We want to use only the votes to train our model, which are the columns "vote1"..."vote15":

# Step 3: Train the model with model.fit(...)
model = model.fit(df[ ["vote1", "vote2", "vote3", "vote4", "vote5", "vote6", "vote7", "vote8", "vote9", "vote10", "vote11", "vote12", "vote13", "vote14", "vote15"] ] )

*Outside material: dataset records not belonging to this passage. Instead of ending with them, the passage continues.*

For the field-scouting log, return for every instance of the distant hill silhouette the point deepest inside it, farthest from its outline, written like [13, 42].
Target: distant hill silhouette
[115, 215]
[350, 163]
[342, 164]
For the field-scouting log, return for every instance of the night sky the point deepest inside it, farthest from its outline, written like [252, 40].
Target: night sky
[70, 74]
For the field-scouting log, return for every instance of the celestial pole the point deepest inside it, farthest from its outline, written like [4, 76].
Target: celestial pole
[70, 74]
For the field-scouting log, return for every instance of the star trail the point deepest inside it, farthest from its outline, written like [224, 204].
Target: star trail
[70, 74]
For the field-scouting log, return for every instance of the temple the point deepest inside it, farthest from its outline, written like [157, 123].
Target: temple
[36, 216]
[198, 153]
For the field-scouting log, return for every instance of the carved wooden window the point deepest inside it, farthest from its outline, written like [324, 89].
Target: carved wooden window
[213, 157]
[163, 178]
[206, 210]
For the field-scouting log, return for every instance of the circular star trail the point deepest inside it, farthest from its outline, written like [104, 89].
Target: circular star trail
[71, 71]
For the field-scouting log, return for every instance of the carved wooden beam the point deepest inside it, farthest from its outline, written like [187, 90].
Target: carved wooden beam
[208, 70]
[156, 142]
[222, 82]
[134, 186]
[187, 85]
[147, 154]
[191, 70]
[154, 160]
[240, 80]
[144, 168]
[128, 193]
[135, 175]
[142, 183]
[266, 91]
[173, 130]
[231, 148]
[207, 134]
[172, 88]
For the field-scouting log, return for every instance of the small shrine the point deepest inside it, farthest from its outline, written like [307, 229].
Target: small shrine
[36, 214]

Finally, model.predict(...) will predict the cluster when provided the same 15 variables:

df["cluster"] = model.predict(df[["vote1", "vote2", "vote3", "vote4", "vote5", "vote6", "vote7", "vote8", "vote9", "vote10", "vote11", "vote12", "vote13", "vote14", "vote15"]])

df

	name	party	state	vote1	vote2	vote3	vote4	vote5	vote6	vote7	vote8	vote9	vote10	vote11	vote12	vote13	vote14	vote15	cluster
0	Alexander	R	TN	0.0	1.0	1.0	1.0	1.0	0.0	0.0	1.0	1.0	1.0	0.0	0.0	0.0	0.0	0.0	0
1	Ayotte	R	NH	0.0	1.0	1.0	1.0	1.0	0.0	0.0	1.0	0.0	1.0	0.0	1.0	0.0	1.0	0.0	0
2	Baldwin	D	WI	1.0	0.0	0.0	1.0	0.0	1.0	0.0	1.0	0.0	0.0	1.0	1.0	0.0	1.0	1.0	1
3	Barrasso	R	WY	0.0	1.0	1.0	1.0	1.0	0.0	1.0	1.0	1.0	1.0	0.0	0.0	1.0	0.0	0.0	0
4	Bennet	D	CO	0.0	0.0	0.0	1.0	0.0	1.0	0.0	1.0	0.0	0.0	0.0	1.0	0.0	1.0	0.0	1
...	...	...	...	...	...	...	...	...	...	...	...	...	...	...	...	...	...	...	...
95	Warner	D	VA	1.0	1.0	0.0	1.0	0.0	1.0	0.0	1.0	0.0	0.0	1.0	1.0	0.0	1.0	0.0	1
96	Warren	D	MA	1.0	0.0	0.0	1.0	0.0	1.0	0.0	1.0	0.0	0.0	1.0	1.0	0.0	1.0	1.0	1
97	Whitehouse	D	RI	1.0	0.0	0.0	1.0	0.0	1.0	0.0	1.0	0.0	0.0	1.0	1.0	0.0	1.0	1.0	1
98	Wicker	R	MS	0.0	1.0	1.0	1.0	1.0	0.0	1.0	0.0	1.0	1.0	0.0	0.0	1.0	0.0	0.0	0
99	Wyden	D	OR	1.0	0.0	0.0	1.0	0.0	1.0	0.0	1.0	0.0	0.0	1.0	1.0	0.0	1.0	1.0	1

In the cluster column (found at the far right), every member is clustered into cluster 0 or 1. From observing the first few rows, Python has used 0 to identify members in the "republican party cluster" and 1 to identify "democratic party cluster".